Her uncle's as good as dead right now, and that's all right considerin what he done to her,
I'm thinking.

I release her and climb back up on my horse. "Here. Get up behind me. We're going to the Allegheny River. You can show us the way. Then you can go kill your uncle. All right?"

She thinks, then nods, and hops up behind me, without using the stirrups or anyone's helping hand. It's those long, lean legs, I suppose.

"So how far is it, then?" I ask as we start off at a walk.

"'Bout three hundred miles," she says.

There are heartfelt groans of despair from both Higgins and Jim.

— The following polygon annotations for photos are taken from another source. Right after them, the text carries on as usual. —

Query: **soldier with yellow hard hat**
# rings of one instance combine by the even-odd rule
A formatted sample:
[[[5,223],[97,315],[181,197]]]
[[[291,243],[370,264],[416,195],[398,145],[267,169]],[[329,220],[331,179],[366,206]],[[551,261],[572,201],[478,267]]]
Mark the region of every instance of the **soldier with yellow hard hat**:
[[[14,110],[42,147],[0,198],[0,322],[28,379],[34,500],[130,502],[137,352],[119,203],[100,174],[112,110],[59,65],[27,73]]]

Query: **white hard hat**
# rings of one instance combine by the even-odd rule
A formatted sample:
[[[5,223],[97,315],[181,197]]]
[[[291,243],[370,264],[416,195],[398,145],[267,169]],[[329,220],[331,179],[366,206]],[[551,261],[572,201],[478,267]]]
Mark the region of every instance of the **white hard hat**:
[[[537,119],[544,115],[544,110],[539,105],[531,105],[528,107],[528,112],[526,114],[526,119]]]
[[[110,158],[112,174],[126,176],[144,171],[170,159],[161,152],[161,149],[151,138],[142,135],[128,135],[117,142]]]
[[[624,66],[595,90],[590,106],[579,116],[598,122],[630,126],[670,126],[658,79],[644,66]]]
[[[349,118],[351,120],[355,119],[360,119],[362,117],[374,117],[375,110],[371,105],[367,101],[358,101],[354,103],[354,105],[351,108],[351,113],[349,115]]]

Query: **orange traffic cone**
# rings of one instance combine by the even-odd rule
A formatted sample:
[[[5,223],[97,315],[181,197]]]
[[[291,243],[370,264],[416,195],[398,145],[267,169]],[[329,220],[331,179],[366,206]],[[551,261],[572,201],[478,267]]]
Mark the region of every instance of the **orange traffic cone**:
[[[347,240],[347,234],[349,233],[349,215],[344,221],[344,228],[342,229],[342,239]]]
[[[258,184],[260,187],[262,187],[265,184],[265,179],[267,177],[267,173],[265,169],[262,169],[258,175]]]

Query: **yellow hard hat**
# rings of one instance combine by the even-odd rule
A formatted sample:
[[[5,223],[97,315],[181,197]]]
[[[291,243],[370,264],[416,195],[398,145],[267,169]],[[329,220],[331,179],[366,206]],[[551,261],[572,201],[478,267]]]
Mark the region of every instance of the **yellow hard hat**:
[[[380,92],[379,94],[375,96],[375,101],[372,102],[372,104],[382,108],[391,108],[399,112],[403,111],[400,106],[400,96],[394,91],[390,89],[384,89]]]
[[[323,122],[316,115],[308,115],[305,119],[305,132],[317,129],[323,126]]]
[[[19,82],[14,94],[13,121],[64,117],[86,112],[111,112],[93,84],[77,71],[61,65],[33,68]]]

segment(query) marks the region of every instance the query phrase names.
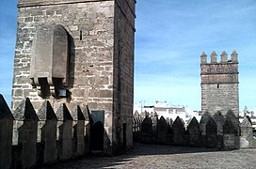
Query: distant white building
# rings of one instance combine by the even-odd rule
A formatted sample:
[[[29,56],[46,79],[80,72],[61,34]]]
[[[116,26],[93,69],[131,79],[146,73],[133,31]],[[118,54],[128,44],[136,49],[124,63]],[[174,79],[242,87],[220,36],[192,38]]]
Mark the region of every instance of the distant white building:
[[[164,116],[165,118],[171,118],[175,120],[177,116],[180,116],[184,122],[187,122],[190,118],[195,116],[198,121],[200,120],[200,115],[198,112],[193,112],[184,106],[168,106],[167,101],[160,102],[155,101],[152,106],[142,106],[141,104],[134,105],[134,113],[138,112],[141,114],[142,112],[154,113],[158,115],[158,117]]]

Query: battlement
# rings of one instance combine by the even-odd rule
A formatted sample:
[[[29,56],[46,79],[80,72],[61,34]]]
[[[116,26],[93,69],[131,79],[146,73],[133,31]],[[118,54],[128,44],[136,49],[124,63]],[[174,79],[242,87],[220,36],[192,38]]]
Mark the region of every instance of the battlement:
[[[216,52],[211,54],[211,61],[203,52],[200,55],[201,111],[214,113],[216,110],[232,110],[238,115],[238,59],[233,51],[228,58],[224,51],[217,61]]]
[[[211,62],[207,62],[207,54],[202,52],[200,54],[200,64],[238,64],[238,59],[237,59],[237,53],[236,51],[232,51],[231,54],[231,59],[228,59],[228,54],[225,51],[222,52],[220,54],[220,61],[217,62],[217,54],[216,54],[215,51],[211,54]]]

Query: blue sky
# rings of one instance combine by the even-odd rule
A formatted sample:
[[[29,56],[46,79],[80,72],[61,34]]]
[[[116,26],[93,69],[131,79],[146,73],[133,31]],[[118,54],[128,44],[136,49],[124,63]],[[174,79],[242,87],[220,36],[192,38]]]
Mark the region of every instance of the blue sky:
[[[16,0],[0,6],[0,93],[10,102]],[[239,59],[240,109],[256,105],[255,0],[137,0],[135,103],[154,100],[200,109],[200,59],[204,51]]]

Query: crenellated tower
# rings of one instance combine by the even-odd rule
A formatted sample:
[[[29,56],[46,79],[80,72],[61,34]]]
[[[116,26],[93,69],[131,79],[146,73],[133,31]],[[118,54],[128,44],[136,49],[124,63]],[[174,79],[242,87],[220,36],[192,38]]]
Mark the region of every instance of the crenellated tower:
[[[221,113],[226,115],[229,110],[238,116],[238,59],[235,51],[228,59],[224,51],[217,61],[217,54],[213,52],[210,63],[203,52],[200,55],[201,78],[201,111],[210,115]]]
[[[136,0],[19,0],[12,109],[88,105],[93,151],[132,147]]]

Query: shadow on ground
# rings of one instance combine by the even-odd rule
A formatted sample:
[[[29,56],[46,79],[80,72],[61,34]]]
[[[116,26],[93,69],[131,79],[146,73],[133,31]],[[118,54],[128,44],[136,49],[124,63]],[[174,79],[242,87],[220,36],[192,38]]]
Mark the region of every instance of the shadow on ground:
[[[176,155],[184,153],[213,152],[215,149],[184,147],[161,145],[134,144],[134,148],[115,157],[83,157],[41,168],[119,168],[141,156]]]

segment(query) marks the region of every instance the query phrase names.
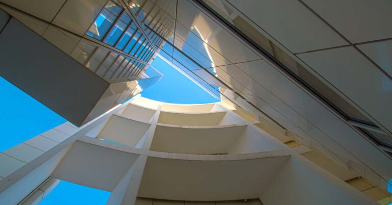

"Huh!" she says from behind me. "Distance don't mean nothin' out where we're goin'. Three hundred miles?
Pshaw!
We do thirty miles a day on these nags and we're there in ten, maybe twelve, days."

I think on this as we come up to a brisk trot.
Three hundred miles! I know from looking at my charts on the
Emerald,
that's the same as the width of England, herself, at her widest part!
Katy's strong arm encircles my waist so as to steady herself, and she goes on, "Make that twelve or fourteen, 'cause the roads is about to get a whole lot worse than this."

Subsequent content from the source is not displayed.